Times awaisting, busy season coming up don’t spin your wheels waiting to find one person to do it all, they’re probably booked up by now!
Buy a front door and have the company install it.
Find a junk hauler have them haul away the junk.
Etc etc

That’s what I’d do ymmv

For some of the smaller jobs, like replacing the front door, look for a local handyman rather than a general contractor. Then, once you’ve established a good relationship with him, ask him about some of your bigger jobs and see if there is someone he could recommend.

As a General Contractor, I can tell you, finding the right contractor is hard.

Not only do you need a skilled, reliable contractor, you need one that is good at the task you need done. Not just that they have the skills, but the proficiency to be successful at it. Narrows the feild a lot.

We use a lot of sub trades. They come and go somewhat. We had subs we used for years and then things went south, their performance tanked for whatever reason. We have lots that start out really good on a couple jobs and then go south. Generally we find a good trade, try to identify what they do well / like and use them for that. We have several plumbers, several electricians, painters, etc. They all have their strengths, but the main thing is they are reliable. Good carpenters are the hardest to find.

My best advice is you ask lots of questions, and if someone doesn’t seem interested, ask if the know who might.
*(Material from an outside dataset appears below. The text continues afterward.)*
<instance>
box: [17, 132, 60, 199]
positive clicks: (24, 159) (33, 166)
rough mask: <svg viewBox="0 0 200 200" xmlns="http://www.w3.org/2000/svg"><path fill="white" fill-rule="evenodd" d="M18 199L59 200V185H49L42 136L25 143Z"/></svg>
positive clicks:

We have had good luck using contractors that friends (especially our friends who are also the real estate agents who handled our house and condo transactions) have recommended. The one guy we have used for almost any project of any size that we have done, including our recent kitchen renovation that I posted a thread about, doesn’t advertise at all. He has no website, no Facebook page, nothing but some business cards. You will not find him on any review sites. All his work comes from word-of-mouth, prior clients, and some local property management companies. He is not fabulous at writing detailed contracts that spell out every single thing, but he gets shit done and at half the price of the other kitchen estimate we got. He shows up when he says he is going to and does his job with no drama. If you’re in the Chicago area, I am happy to pass along his contact info.

(as far as how we tested him out, the first job we hired him for was refinishing/repairing the kitchen floor in a condo we were preparing to put on the market. We then hired him for a few other smallish jobs - replacing a door, repainting exterior window trim, refinishing floors/repairing flooring around the radiators we removed) when we bought our house. The kitchen was a leap of faith but we are thrilled with how it came out.)

This is so kind, thank you! Unfortunately I’m not, but you’ve given me the idea to reach out to a real estate professional we know.

I found the best one (so far) by talking to my insurance agent. He sees a lot of them come and go, and knows which are providing the best results for his clients’ claims. I had months of repair work two years ago following a bad storm, and we were actually really pleased with the quality and timeliness of the work that was done. The GC handled almost everything.

Edit to add: Agent is independent, and we’ve known him for a long time. I can see situations where an insurance agent’s priorities might not align with the OPs.